'We need a South African style of running' - Mokoka
As one of only two South African men to run under 28 minutes for 10km Stephen Mokoka believes the key to improving local performance and competing with the East Africans lies in defining a national running style. Although Shadrack Hoff was the first one to do it when he ran 27:50 in 2002, Mokoka's 27:38 national record set in 2015 has remained unthreatened as no South African man has managed to run within 30 seconds of that time clocking since. Tshipi believes it's because of the absence of a national running culture that would allow the country's top runners to work together.
"Every country has its own unique way of racing. You look at East Africans they go for a suicidal pace. It's actually easier to push the second half of the race than to go suicide because you pay once you hit the wall.

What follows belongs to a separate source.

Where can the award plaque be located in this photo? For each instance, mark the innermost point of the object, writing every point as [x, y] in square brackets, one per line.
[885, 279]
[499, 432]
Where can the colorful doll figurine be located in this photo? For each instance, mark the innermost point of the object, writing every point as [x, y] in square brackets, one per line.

You look at Americans - they run systematically. So I wish we can have our own way of racing. I wish we can have our own way of racing," he said.
Mokoka's candid comments came during a live panel discussion ahead of the Absa RUN YOUR CITY CAPE TOWN 10k which takes place on Sunday. Expected to challenge the likes of Kenya's Daniel Simui Ebenyo who ran 26:58 in January, the multiple SA record champion and record holder argues that local athletes have the talent but need to work on their racing brains if they are to emerge victorious against the Ethiopians and Kenyans.
"It depends which style do we prefer. I remember when I was running in Durban (Absa RUN YOUR CITY DURBAN 10k) last year, I started with a 2:48 first kilometre which is 28:20 10km pace. Then I find the guys going 8:14 through 3 kays! I asked them where are you going? I think we as South Africans must find a way that can make us run very quickly. I remember when I ran my 27:38, we went 14:04 through halfway. So it's always nice to be able to pace systematically. If we work in a group then let's pace systematically," he explained.
Although likely to be viewed as a criticism of local athletes by some, what the man who gold in the 10 000m at the 2016 African Championships is essentially asking is why South African athletes sometimes struggle to convert fast starts into fast times? His insight is perhaps one of the reasons why he doesn't always go with the lead bunch of athletes and comes from behind like he did when he finished in third during last year's Absa RUN YOUR CITY Series race in Cape Town.
Mokoka will line up alongside Elroy Gelant as they face Ebenyo, Isaac Kipkemboi and other East Africans. SA 10 000m champion Mbuleli Mathanga as well as up and coming 21-year old Maxime Chaumeton are also in the lineup, but reigning SA 10km and 21km champion Precious Mashele is out due to illness.